Closed gregtzar closed 4 months ago
We have models to assign cases and punctuation https://alphacephei.com/vosk/models/vosk-recasepunc-en-0.22.zip
@nshmyrev So as a practical use case from the point of view of vosk-api-- could I use one of these models as a substitute for the model that I'm already using -- in this case vosk-model-en-us-0.42-gigaspeech
? Is the end results then that the recognizer will segment the results based on this, and the text
property of the json results would then contain the punctuation and casing? I appreciate the help and I'm just trying to get my head around how to use what you've linked in conjunction with the api. (Also in my case I'm using your golang wrapper, but that's probably not even relevant).
Unfortunately, you can not use those models from go yet, only with a separate python server probably.

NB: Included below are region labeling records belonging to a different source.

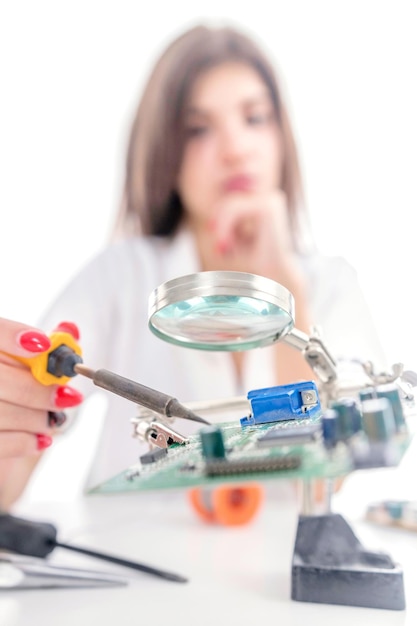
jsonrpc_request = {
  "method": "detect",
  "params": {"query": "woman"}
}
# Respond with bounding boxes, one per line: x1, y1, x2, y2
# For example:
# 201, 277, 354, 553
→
0, 26, 383, 502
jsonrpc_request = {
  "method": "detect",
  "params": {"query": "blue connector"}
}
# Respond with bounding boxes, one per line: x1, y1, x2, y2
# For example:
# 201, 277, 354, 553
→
240, 380, 321, 426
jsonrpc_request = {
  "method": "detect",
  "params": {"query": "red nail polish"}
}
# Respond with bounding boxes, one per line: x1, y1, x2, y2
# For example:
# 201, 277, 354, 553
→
48, 411, 67, 428
17, 330, 51, 352
55, 386, 84, 409
36, 435, 52, 450
55, 322, 80, 341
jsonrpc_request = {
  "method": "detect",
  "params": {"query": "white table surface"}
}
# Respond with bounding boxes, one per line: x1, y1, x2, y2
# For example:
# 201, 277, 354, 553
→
0, 456, 417, 626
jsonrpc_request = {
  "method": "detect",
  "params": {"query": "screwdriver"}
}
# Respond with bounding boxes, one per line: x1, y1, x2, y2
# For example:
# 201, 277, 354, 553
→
15, 323, 210, 424
0, 513, 188, 583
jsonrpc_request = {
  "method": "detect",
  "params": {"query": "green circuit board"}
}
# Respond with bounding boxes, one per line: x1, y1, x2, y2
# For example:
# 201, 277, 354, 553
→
90, 415, 411, 493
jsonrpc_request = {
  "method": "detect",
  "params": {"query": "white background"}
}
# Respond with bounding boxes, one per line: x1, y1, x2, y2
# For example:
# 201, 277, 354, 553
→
0, 0, 417, 369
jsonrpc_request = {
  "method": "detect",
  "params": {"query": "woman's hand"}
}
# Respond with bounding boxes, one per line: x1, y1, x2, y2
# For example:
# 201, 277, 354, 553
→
0, 318, 82, 460
210, 190, 303, 291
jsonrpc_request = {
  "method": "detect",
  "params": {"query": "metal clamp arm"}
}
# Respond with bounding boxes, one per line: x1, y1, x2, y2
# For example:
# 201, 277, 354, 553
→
282, 328, 337, 383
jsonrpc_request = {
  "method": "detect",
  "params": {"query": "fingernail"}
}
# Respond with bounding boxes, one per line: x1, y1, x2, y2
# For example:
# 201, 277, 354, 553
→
48, 411, 67, 428
17, 330, 51, 352
55, 386, 83, 409
36, 435, 53, 450
55, 322, 80, 341
217, 241, 229, 254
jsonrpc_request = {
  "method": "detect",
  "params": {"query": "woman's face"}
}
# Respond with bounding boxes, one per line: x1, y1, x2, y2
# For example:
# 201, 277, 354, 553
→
177, 62, 283, 225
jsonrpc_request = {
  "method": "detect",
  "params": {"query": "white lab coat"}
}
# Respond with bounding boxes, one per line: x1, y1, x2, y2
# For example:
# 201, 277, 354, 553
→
27, 230, 385, 494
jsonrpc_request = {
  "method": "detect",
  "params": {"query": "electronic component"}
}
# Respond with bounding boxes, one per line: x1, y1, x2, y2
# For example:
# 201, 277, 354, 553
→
200, 426, 226, 461
204, 454, 301, 476
258, 422, 322, 448
139, 448, 168, 465
240, 381, 321, 426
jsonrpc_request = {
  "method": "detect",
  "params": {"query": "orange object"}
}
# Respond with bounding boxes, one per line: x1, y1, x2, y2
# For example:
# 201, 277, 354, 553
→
188, 483, 264, 526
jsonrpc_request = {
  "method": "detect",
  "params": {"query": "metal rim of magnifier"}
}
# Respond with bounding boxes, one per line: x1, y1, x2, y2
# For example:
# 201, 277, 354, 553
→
148, 271, 295, 351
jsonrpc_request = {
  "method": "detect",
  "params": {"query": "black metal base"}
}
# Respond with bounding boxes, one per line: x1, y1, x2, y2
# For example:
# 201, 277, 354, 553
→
291, 514, 405, 610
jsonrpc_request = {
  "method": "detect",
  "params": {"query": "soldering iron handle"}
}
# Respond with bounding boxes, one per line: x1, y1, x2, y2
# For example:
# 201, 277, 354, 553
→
93, 369, 173, 416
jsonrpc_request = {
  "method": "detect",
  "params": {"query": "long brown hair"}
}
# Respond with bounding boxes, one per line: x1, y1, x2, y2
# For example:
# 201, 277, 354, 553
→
117, 25, 304, 248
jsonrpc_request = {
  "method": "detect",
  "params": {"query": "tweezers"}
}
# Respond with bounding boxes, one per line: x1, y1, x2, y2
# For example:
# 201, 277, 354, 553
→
0, 555, 128, 592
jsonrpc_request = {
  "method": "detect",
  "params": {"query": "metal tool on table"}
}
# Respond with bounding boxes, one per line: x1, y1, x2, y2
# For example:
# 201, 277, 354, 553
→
0, 513, 187, 589
0, 323, 203, 589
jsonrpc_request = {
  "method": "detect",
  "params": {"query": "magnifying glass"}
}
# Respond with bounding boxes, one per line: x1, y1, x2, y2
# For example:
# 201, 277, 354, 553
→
149, 271, 295, 351
148, 271, 335, 380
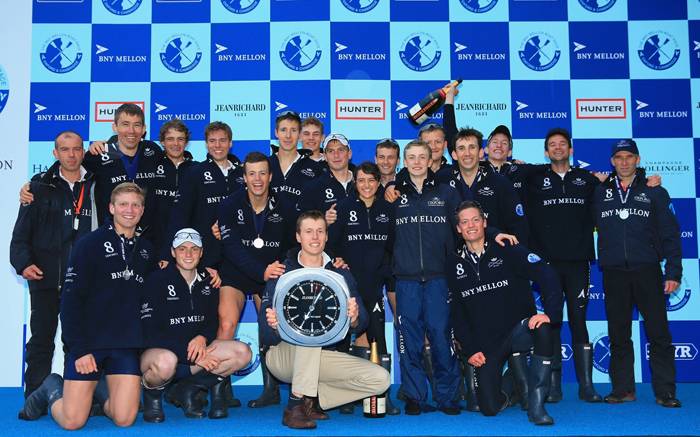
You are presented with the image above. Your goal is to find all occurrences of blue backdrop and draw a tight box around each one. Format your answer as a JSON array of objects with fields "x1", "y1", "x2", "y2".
[{"x1": 23, "y1": 0, "x2": 700, "y2": 383}]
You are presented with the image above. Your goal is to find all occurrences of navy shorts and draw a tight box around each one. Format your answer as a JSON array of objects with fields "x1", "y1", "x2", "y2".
[
  {"x1": 63, "y1": 349, "x2": 141, "y2": 381},
  {"x1": 219, "y1": 261, "x2": 265, "y2": 296}
]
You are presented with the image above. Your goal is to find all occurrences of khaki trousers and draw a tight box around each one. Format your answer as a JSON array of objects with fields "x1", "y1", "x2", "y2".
[{"x1": 265, "y1": 342, "x2": 391, "y2": 410}]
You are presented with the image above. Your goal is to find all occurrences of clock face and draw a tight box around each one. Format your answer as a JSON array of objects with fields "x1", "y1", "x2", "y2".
[{"x1": 283, "y1": 280, "x2": 341, "y2": 337}]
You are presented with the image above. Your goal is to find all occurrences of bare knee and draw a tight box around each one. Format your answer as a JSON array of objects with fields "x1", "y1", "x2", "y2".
[{"x1": 112, "y1": 410, "x2": 138, "y2": 428}]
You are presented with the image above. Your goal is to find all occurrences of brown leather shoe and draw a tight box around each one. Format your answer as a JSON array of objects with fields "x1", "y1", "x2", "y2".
[
  {"x1": 304, "y1": 396, "x2": 328, "y2": 420},
  {"x1": 603, "y1": 391, "x2": 637, "y2": 404},
  {"x1": 282, "y1": 404, "x2": 316, "y2": 429}
]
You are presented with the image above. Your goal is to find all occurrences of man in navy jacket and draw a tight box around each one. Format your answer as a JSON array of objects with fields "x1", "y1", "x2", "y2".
[
  {"x1": 141, "y1": 228, "x2": 251, "y2": 422},
  {"x1": 22, "y1": 182, "x2": 156, "y2": 429},
  {"x1": 593, "y1": 139, "x2": 683, "y2": 407}
]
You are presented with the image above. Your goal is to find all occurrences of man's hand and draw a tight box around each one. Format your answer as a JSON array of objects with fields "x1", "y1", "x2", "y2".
[
  {"x1": 22, "y1": 264, "x2": 44, "y2": 281},
  {"x1": 333, "y1": 256, "x2": 350, "y2": 270},
  {"x1": 88, "y1": 141, "x2": 107, "y2": 155},
  {"x1": 664, "y1": 279, "x2": 681, "y2": 294},
  {"x1": 384, "y1": 185, "x2": 401, "y2": 203},
  {"x1": 263, "y1": 261, "x2": 286, "y2": 282},
  {"x1": 206, "y1": 267, "x2": 221, "y2": 288},
  {"x1": 495, "y1": 233, "x2": 518, "y2": 247},
  {"x1": 19, "y1": 182, "x2": 34, "y2": 205},
  {"x1": 211, "y1": 220, "x2": 221, "y2": 240},
  {"x1": 326, "y1": 203, "x2": 338, "y2": 226},
  {"x1": 467, "y1": 352, "x2": 486, "y2": 367},
  {"x1": 647, "y1": 174, "x2": 661, "y2": 187},
  {"x1": 348, "y1": 297, "x2": 360, "y2": 328},
  {"x1": 265, "y1": 308, "x2": 279, "y2": 329},
  {"x1": 194, "y1": 344, "x2": 221, "y2": 372},
  {"x1": 527, "y1": 314, "x2": 550, "y2": 329},
  {"x1": 591, "y1": 171, "x2": 610, "y2": 182},
  {"x1": 75, "y1": 354, "x2": 97, "y2": 375},
  {"x1": 187, "y1": 335, "x2": 207, "y2": 363}
]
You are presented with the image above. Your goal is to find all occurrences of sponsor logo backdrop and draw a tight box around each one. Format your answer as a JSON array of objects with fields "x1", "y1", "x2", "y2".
[{"x1": 12, "y1": 0, "x2": 700, "y2": 383}]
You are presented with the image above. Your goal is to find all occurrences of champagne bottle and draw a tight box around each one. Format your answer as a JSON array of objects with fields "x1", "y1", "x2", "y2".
[
  {"x1": 362, "y1": 341, "x2": 386, "y2": 419},
  {"x1": 408, "y1": 79, "x2": 462, "y2": 124}
]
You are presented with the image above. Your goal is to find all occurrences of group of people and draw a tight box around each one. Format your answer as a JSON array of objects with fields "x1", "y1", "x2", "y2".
[{"x1": 11, "y1": 88, "x2": 682, "y2": 429}]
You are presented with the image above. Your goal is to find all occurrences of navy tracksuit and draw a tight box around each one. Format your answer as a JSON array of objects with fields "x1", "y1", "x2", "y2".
[
  {"x1": 438, "y1": 164, "x2": 530, "y2": 242},
  {"x1": 169, "y1": 155, "x2": 245, "y2": 270},
  {"x1": 61, "y1": 223, "x2": 156, "y2": 358},
  {"x1": 328, "y1": 195, "x2": 394, "y2": 353},
  {"x1": 393, "y1": 171, "x2": 459, "y2": 407},
  {"x1": 593, "y1": 169, "x2": 683, "y2": 397},
  {"x1": 219, "y1": 190, "x2": 297, "y2": 294},
  {"x1": 151, "y1": 151, "x2": 197, "y2": 260},
  {"x1": 524, "y1": 166, "x2": 600, "y2": 344},
  {"x1": 83, "y1": 136, "x2": 163, "y2": 231},
  {"x1": 299, "y1": 170, "x2": 355, "y2": 212},
  {"x1": 141, "y1": 262, "x2": 219, "y2": 364},
  {"x1": 447, "y1": 240, "x2": 562, "y2": 415}
]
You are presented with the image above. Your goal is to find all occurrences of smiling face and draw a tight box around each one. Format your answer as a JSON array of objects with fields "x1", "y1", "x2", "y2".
[
  {"x1": 457, "y1": 208, "x2": 486, "y2": 243},
  {"x1": 544, "y1": 134, "x2": 574, "y2": 162},
  {"x1": 296, "y1": 218, "x2": 328, "y2": 256},
  {"x1": 109, "y1": 192, "x2": 144, "y2": 229},
  {"x1": 162, "y1": 129, "x2": 187, "y2": 159},
  {"x1": 243, "y1": 161, "x2": 272, "y2": 196},
  {"x1": 170, "y1": 241, "x2": 202, "y2": 270},
  {"x1": 207, "y1": 129, "x2": 231, "y2": 162},
  {"x1": 486, "y1": 134, "x2": 512, "y2": 161},
  {"x1": 275, "y1": 119, "x2": 299, "y2": 152},
  {"x1": 112, "y1": 112, "x2": 146, "y2": 150}
]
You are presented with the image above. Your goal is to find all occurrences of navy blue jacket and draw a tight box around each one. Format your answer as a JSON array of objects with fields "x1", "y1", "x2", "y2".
[
  {"x1": 258, "y1": 250, "x2": 369, "y2": 351},
  {"x1": 438, "y1": 164, "x2": 530, "y2": 243},
  {"x1": 593, "y1": 169, "x2": 683, "y2": 281},
  {"x1": 270, "y1": 146, "x2": 325, "y2": 208},
  {"x1": 141, "y1": 262, "x2": 219, "y2": 363},
  {"x1": 169, "y1": 155, "x2": 245, "y2": 267},
  {"x1": 61, "y1": 223, "x2": 156, "y2": 357},
  {"x1": 151, "y1": 151, "x2": 197, "y2": 260},
  {"x1": 10, "y1": 161, "x2": 97, "y2": 290},
  {"x1": 525, "y1": 166, "x2": 600, "y2": 261},
  {"x1": 328, "y1": 195, "x2": 395, "y2": 297},
  {"x1": 219, "y1": 190, "x2": 297, "y2": 292},
  {"x1": 393, "y1": 170, "x2": 459, "y2": 281},
  {"x1": 83, "y1": 140, "x2": 163, "y2": 230},
  {"x1": 299, "y1": 170, "x2": 355, "y2": 212},
  {"x1": 448, "y1": 240, "x2": 563, "y2": 358}
]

If you need punctuation, you can also try whisper
I'm just creating a simple pipeline that converts audio/video tracks into human readable text transcripts. At the basic level I can of course just treat each "Result" that the vosk recognizer returns based on its default timings as a sentence, and put the punctuation back in. But are there other open source libraries and/or methodologies that you would recommend for more advanced "post processing" of this nature? I imagine that vosks complete output of words and timestamps should be able to get a more intelligent treatment by some libraries. I have not had much luck finding any... maybe I'm not searching the right terms. Thanks!